Continuous Casting Points : Continuous Casting Process Continuous casting use to harden the majority of 750 million tons of steel created in world all year. Similar to mainly commercial processes, continuous casting involves various difficult interacting phenomena. The majority previous advances have been based on experiential facts gained as of testing by the process. To more optimize the design and get better the continuous casting process, precise models are becoming ever more powerful tools to gain extra quantitative insight.
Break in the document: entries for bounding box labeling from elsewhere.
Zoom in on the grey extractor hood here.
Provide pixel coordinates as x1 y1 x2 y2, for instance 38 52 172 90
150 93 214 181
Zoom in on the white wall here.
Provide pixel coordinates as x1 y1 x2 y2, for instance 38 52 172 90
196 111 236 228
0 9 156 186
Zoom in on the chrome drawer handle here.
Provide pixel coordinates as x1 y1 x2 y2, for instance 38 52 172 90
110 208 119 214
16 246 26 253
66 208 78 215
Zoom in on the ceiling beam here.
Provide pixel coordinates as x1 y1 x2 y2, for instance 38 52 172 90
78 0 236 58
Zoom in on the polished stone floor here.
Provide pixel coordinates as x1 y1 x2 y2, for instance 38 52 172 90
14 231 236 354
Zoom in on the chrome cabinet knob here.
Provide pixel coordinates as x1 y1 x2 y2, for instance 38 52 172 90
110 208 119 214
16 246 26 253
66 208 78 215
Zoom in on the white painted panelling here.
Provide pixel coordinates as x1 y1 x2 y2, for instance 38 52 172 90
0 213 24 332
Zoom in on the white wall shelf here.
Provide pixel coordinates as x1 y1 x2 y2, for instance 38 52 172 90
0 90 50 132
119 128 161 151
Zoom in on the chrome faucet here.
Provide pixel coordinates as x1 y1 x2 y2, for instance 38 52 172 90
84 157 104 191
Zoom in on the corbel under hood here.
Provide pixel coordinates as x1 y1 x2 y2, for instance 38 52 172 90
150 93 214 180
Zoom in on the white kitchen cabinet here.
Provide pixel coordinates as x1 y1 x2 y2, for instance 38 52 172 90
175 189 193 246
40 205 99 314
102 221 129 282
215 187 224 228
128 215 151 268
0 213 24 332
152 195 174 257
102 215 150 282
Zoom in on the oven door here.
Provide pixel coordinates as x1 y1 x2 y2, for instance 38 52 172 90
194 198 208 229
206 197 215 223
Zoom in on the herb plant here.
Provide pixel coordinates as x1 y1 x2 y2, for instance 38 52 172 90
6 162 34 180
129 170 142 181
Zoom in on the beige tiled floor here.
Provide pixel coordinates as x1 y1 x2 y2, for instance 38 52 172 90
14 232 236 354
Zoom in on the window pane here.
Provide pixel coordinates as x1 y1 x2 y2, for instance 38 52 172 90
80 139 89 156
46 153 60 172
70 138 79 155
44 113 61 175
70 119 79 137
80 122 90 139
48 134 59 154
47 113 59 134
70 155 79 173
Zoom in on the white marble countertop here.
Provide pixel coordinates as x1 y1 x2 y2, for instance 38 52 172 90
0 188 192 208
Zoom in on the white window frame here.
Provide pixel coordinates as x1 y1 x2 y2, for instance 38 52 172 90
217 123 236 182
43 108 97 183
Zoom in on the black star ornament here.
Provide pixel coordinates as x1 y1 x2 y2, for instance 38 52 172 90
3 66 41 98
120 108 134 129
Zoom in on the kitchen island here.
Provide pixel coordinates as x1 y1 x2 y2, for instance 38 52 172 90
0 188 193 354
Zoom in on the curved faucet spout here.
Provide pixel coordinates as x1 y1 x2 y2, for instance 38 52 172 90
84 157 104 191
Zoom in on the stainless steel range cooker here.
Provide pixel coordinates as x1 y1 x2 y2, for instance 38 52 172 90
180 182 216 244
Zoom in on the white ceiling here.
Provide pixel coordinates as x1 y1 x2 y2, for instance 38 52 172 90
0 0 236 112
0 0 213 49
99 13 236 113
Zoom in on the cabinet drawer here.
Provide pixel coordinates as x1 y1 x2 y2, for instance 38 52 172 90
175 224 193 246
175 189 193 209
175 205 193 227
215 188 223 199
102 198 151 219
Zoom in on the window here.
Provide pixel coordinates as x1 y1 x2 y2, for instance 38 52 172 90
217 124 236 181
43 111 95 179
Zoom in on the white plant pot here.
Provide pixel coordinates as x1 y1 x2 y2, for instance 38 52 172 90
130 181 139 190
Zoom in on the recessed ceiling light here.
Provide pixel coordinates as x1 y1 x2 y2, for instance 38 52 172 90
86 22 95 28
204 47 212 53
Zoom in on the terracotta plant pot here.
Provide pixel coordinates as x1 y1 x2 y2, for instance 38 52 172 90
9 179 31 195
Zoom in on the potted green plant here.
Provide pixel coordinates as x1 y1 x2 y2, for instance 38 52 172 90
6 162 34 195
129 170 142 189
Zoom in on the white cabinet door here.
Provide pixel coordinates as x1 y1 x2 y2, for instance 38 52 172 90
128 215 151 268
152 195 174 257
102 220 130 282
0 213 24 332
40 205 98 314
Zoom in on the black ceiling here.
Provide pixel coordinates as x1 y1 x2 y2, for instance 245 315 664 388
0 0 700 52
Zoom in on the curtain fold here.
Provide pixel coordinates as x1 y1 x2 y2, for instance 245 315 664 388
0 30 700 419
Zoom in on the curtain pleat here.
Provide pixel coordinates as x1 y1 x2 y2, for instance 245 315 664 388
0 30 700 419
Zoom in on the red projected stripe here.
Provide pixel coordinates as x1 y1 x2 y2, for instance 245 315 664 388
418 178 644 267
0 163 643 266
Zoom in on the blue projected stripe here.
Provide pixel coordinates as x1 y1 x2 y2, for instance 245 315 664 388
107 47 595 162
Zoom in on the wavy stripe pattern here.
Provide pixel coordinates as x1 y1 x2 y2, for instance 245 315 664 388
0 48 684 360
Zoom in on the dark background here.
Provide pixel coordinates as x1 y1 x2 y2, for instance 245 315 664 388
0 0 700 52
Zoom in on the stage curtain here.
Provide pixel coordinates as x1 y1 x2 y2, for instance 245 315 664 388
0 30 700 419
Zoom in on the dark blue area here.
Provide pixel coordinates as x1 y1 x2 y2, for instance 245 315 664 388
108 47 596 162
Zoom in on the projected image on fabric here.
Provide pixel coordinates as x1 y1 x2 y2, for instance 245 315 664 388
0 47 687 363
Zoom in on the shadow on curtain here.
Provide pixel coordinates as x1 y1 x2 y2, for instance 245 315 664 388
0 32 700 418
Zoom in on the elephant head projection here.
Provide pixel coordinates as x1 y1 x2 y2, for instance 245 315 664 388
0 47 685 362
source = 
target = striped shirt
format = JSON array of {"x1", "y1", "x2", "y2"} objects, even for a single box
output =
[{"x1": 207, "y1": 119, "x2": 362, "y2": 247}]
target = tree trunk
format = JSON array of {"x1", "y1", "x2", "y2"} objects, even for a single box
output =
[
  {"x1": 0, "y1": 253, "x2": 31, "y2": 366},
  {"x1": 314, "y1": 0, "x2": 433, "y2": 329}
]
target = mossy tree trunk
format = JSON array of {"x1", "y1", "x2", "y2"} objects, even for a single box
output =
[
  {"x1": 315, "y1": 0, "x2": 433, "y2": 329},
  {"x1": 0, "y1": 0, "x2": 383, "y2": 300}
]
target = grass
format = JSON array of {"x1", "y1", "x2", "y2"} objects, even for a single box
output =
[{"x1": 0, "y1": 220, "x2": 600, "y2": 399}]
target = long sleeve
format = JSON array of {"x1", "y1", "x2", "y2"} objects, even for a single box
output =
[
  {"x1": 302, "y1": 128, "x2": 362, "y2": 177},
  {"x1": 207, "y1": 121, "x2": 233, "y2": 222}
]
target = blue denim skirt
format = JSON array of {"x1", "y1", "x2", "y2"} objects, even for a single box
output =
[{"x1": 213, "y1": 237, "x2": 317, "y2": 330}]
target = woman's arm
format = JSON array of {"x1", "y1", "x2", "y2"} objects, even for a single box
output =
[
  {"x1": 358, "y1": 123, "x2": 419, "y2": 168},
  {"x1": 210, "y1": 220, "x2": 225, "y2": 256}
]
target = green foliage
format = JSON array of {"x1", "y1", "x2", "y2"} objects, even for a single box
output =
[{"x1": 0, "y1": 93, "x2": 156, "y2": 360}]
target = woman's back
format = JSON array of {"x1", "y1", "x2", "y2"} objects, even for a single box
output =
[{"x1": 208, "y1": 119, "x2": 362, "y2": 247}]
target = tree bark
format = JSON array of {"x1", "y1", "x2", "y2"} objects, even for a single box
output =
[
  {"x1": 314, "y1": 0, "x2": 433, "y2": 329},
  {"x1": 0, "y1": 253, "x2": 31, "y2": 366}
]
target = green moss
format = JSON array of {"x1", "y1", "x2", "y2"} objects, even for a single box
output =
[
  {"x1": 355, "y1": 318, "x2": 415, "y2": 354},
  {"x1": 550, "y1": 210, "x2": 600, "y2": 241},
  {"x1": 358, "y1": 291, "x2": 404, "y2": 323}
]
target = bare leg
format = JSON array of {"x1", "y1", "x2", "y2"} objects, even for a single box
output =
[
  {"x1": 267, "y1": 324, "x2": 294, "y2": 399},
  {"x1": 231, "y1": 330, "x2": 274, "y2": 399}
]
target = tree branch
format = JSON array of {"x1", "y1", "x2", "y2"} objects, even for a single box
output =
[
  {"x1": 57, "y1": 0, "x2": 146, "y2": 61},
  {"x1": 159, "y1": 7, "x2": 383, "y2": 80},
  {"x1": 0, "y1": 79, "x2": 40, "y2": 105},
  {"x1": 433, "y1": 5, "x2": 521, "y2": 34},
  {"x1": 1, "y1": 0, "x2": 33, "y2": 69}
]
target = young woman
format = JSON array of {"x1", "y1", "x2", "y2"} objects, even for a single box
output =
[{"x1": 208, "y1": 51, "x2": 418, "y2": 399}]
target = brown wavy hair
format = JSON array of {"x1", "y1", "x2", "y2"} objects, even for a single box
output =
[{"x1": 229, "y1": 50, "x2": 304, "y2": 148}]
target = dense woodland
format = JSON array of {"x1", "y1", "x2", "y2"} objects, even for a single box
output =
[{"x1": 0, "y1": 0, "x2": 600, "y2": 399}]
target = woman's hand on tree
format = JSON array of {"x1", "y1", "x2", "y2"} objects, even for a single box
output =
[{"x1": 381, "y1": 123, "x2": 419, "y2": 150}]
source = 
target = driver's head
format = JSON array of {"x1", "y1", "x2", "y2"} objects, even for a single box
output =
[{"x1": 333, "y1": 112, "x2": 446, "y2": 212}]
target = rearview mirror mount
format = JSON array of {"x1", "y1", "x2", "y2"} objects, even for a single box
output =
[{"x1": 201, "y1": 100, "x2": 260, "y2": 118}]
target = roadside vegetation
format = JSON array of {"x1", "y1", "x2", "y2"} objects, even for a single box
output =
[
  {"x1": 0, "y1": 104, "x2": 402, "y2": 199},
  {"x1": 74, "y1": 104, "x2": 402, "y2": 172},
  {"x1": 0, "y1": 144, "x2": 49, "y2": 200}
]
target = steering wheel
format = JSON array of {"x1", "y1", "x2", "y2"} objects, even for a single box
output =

Best models for this purpose are mechanistic models based on fundamental laws and phenomena which govern the method, because they are extra reliably extended beyond the variety of data used to adjust them.

In continuous casting process, molten steel flows as of a ladle, through a tundish into mold. It must be protected as of exposure to air with a slag cover over every vessel with by ceramic nozzles among vessels. Once in mold, molten steel freezes against water-cooled copper mold walls to type a solid shell. Drive rolls lower in machine constantly remove shell as of mold at a rate or “casting speed” that matches flow of incoming metal, so process preferably runs in stable condition. Below mold exit, the solidifying steel shell acts as a container to support remaining liquid. Rolls hold up steel to reduce bulging due to ferrostatic pressure. Water and air mist sprays cool surface of strand among rolls to maintain its surface temperature until molten core is solid. After center is totally solid at the metallurgical length the strand can be torch cut into slabs.